Le bureau de Patten n’a pas répondu aux multiples demandes de commentaires.

Les organisateurs s’efforcent toujours d’assurer la présence d’un autre haut fonctionnaire de l’ONU pour remplacer Patten et informer les membres du Conseil de sécurité, a indiqué le diplomate.

La session de jeudi sera informelle, car le Conseil de sécurité a déjà tenu une audience formelle en mars pour discuter du rapport compilé par Patten, qui a relevé qu’il y avait des « informations claires et convaincantes » indiquant que les otages détenus à Gaza étaient soumis à des « violences sexuelles, notamment des viols, des tortures sexuelles, des traitements cruels, inhumains et dégradants ».

La mission américaine a organisé la réunion de jeudi afin de sensibiliser davantage à cette question, car elle a critiqué à maintes reprises la communauté internationale pour ne pas avoir accordé suffisamment d’attention au sort des 132 otages retenus à Gaza et aux crimes perpétrés par le groupe terroriste palestinien.

La réunion « se concentrera sur la demande que le Hamas et les autres groupes armés libèrent immédiatement et sans condition tous les otages détenus à Gaza », peut-on lire dans l’invitation.

Elle visera également « à mettre en évidence les conséquences sanitaires et psychologiques à long-terme de la prise d’otages, non seulement sur les captifs, mais aussi sur les rescapés, et cherchera donc à identifier les mesures que le Conseil de sécurité peut prendre pour traiter et décourager la prise d’otages et l’utilisation connexe de la violence physique et émotionnelle et de l’angoisse mentale comme tactiques terroristes ».

« Les participants discuteront des moyens de faciliter l’accès immédiat des acteurs humanitaires ou des intermédiaires neutres, afin qu’ils puissent aider les personnes détenues par des acteurs non étatiques, y compris des groupes terroristes, et soutenir les efforts visant à informer les familles du bien-être de leurs proches et du lieu où ils se trouvent », précise l’invitation.

Le mois dernier, le secrétaire général de l’ONU Antonio Guterres a refusé d’inclure le Hamas dans un rapport compilé par son bureau sur les organisations soupçonnées de commettre des actes de violences sexuelles pendant les conflits, ce qui a déclenché l’ire d’Israël.

Des Israéliens lors d’un rassemblement appelant à la libération des otages de Gaza, sur la Place des Otages, à Tel Aviv, à la veille du 76e Yom HaAtsmaout, le 13 mai 2024. (Crédit : Avshalom Sassoni/Flash90)
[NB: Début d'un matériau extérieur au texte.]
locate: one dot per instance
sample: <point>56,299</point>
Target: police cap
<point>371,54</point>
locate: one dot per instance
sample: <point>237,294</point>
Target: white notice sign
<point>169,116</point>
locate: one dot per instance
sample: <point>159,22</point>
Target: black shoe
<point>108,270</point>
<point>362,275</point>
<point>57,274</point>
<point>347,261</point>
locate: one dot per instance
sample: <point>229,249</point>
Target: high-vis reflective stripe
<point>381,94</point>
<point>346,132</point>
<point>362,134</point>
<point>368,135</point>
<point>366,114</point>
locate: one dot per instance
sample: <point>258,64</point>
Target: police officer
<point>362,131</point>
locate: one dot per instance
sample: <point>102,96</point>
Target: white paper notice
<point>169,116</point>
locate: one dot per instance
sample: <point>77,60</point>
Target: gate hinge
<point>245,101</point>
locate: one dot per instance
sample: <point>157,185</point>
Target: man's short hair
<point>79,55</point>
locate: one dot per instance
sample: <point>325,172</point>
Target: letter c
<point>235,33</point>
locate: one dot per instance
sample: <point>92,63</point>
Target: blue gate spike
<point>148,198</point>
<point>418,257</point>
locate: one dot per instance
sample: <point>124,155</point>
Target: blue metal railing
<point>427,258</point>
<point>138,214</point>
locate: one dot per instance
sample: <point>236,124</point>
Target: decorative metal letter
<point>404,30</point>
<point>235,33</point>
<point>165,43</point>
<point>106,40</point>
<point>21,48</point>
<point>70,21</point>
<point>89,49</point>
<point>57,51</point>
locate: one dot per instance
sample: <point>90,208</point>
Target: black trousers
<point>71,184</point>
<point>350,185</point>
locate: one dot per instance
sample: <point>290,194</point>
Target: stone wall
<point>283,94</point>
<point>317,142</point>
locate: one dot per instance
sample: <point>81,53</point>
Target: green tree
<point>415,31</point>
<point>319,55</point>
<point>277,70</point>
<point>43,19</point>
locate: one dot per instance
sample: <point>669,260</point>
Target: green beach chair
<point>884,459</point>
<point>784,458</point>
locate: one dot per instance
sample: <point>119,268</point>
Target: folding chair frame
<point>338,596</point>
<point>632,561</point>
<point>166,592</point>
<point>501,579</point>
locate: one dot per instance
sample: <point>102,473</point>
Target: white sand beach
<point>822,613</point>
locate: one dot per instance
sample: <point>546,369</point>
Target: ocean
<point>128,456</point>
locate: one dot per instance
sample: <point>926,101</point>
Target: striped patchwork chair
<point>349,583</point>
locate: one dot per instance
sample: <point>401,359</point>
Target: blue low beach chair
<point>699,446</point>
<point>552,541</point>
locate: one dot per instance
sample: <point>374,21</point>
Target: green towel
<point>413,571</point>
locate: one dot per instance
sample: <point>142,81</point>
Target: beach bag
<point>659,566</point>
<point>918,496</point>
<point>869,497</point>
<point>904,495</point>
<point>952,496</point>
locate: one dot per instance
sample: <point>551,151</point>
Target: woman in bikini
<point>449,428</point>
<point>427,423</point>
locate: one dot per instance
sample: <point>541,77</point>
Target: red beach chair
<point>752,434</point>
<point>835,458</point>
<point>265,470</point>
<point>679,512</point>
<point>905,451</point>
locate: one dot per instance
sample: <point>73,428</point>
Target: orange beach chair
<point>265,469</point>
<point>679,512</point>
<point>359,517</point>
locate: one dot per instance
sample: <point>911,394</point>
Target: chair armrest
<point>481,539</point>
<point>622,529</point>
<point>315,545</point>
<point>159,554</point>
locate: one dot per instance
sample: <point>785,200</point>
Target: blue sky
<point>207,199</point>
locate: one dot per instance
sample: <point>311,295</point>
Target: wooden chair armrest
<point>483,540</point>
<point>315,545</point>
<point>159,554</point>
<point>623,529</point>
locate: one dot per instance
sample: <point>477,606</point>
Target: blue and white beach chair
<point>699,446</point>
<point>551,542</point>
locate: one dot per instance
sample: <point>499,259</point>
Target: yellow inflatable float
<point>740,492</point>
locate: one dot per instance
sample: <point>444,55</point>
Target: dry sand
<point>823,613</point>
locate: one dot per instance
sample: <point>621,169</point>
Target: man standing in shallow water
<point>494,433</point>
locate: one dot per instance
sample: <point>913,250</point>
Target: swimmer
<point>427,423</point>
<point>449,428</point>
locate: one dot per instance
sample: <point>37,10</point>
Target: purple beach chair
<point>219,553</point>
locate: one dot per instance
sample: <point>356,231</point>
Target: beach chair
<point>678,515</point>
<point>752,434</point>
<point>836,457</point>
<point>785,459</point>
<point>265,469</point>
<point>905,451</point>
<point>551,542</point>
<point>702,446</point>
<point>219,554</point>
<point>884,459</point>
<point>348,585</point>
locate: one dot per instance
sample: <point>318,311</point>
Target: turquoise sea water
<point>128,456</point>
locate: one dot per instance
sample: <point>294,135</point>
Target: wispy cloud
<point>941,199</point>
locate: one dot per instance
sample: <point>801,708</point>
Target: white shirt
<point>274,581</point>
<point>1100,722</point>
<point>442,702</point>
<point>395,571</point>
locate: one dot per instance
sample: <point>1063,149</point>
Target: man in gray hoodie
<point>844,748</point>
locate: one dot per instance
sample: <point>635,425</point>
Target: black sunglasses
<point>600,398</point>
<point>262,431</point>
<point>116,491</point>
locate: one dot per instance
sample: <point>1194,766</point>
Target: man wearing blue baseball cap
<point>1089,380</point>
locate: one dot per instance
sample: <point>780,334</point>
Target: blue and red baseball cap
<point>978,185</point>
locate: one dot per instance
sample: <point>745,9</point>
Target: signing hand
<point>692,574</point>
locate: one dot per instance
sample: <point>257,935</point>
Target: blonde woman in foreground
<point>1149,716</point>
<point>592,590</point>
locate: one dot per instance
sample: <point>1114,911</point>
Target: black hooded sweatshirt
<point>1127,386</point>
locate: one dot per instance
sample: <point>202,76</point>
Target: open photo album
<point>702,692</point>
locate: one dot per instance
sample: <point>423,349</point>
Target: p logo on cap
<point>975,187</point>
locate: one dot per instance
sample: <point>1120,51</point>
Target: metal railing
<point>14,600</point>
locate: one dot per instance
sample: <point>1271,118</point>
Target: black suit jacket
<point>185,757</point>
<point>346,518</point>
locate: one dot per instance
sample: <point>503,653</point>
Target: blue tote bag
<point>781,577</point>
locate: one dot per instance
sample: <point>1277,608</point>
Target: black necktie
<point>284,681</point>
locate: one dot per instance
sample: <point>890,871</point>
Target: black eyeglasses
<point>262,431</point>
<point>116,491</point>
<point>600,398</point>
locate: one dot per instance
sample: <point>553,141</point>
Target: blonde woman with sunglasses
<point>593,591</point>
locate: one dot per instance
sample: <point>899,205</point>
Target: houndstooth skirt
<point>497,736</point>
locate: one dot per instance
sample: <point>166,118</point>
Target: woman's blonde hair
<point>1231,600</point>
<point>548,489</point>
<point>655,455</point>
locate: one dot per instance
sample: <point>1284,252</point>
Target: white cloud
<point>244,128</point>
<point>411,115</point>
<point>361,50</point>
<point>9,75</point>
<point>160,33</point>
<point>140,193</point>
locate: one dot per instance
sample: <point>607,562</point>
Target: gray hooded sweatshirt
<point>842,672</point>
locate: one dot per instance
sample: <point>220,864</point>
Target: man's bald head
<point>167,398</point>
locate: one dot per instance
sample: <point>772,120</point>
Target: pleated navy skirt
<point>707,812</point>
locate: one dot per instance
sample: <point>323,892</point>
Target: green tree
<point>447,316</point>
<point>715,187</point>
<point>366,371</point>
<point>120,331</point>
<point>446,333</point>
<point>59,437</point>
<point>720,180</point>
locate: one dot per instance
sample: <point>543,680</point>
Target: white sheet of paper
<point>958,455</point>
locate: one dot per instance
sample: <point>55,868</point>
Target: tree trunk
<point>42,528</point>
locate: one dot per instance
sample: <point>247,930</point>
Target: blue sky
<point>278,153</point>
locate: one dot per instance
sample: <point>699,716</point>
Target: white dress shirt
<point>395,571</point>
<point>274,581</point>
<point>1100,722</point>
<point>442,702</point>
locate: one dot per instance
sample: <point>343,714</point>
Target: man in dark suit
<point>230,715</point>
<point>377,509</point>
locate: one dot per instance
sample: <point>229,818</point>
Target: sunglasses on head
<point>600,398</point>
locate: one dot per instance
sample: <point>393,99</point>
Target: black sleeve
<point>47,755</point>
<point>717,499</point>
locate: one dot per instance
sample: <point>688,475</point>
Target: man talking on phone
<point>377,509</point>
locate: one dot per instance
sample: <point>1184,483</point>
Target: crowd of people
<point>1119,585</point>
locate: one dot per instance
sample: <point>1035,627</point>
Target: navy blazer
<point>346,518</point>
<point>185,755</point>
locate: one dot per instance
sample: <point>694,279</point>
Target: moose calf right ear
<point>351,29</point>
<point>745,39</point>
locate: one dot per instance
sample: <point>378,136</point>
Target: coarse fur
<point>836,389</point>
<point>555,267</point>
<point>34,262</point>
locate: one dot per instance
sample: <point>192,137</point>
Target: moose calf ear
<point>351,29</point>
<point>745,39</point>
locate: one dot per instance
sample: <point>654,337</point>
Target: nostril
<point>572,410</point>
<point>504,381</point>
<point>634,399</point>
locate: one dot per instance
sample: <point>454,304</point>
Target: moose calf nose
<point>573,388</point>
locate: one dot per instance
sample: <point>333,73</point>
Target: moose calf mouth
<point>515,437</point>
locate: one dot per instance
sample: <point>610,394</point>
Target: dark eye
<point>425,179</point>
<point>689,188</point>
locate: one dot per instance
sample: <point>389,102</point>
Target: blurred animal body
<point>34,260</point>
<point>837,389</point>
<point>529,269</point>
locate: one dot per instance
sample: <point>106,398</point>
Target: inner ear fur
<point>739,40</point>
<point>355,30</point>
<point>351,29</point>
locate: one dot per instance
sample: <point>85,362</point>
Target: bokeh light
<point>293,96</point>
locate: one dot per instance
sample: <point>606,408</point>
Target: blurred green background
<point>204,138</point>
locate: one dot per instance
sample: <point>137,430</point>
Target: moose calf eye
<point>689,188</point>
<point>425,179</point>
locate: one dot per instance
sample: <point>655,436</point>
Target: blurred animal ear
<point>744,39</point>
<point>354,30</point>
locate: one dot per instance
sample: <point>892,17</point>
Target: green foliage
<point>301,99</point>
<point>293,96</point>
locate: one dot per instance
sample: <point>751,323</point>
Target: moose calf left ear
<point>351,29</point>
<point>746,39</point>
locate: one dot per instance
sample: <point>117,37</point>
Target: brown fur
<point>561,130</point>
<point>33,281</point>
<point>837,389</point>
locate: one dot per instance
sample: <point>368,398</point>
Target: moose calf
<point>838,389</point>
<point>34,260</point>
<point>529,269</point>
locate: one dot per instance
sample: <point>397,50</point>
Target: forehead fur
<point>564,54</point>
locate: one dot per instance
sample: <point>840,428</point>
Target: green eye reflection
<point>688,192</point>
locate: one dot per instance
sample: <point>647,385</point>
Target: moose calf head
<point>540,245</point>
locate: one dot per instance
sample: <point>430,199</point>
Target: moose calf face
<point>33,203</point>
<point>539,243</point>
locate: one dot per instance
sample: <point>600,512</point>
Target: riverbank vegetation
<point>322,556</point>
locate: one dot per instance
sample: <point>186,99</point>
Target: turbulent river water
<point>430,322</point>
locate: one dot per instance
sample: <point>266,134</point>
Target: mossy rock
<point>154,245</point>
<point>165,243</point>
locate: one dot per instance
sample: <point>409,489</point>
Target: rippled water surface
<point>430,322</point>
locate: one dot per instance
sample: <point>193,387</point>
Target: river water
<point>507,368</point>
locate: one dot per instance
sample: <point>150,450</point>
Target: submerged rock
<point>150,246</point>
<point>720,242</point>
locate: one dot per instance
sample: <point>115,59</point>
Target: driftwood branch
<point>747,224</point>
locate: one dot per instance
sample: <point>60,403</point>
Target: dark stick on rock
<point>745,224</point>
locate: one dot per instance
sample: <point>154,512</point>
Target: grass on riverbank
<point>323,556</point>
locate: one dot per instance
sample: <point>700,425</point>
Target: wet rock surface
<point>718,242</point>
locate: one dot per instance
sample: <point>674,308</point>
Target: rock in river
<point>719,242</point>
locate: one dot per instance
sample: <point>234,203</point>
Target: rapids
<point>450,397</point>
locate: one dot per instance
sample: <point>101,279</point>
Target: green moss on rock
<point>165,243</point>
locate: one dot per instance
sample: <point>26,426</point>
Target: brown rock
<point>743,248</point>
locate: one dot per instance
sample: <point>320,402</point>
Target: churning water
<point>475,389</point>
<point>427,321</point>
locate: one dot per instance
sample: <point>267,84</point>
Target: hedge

Le document, intitulé « Violences sexuelles liées aux conflits » et publié sous la forme d’un « rapport du secrétaire général », indique qu’il existe des preuves que des crimes sexuels ont été commis lors de l’assaut barbare et sadique du groupe terroriste palestinien du Hamas sur le sud d’Israël le 7 octobre, mais n’en attribue pas spécifiquement la responsabilité au Hamas.

Dans son rapport, Guterres a fait référence à l’évaluation faite par Patten dans son propre rapport, mais a fait valoir qu’elle n’était pas « de nature investigatrice et, compte tenu de sa durée limitée, n’a pas tiré de conclusions sur l’attribution à des groupes armés spécifiques ni déterminé la prévalence des violences sexuelles liées au conflit pendant et après les attaques du 7 octobre. Une telle détermination nécessiterait une enquête à part entière ».

La guerre a éclaté lorsque quelque 3 000 terroristes dirigés par le Hamas ont pris d’assaut le sud d’Israël le 7 octobre, tuant près de 1 200 personnes, principalement des civils, tout en prenant 252 otages de tous âges, en commettant de nombreuses atrocités et en utilisant la violence sexuelle comme arme à grande échelle.

Plus de 35 000 personnes seraient mortes à Gaza depuis le début de la guerre, selon le ministère de la Santé du Hamas. Les chiffres publiés par le groupe terroriste sont invérifiables, et ils incluraient ses propres terroristes, tués en Israël et à Gaza, et les civils tués par les centaines de roquettes tirées par les groupes terroristes qui retombent à l’intérieur de la bande de Gaza. Il comprend également quelque 15 000 terroristes qu’Israël dit avoir tués au combat. Tsahal affirme également avoir tué un millier de terroristes à l’intérieur du pays le 7 octobre.

272 soldats israéliens ont été tués au cours de l’opération terrestre contre le Hamas et lors des opérations menées le long de la frontière de Gaza.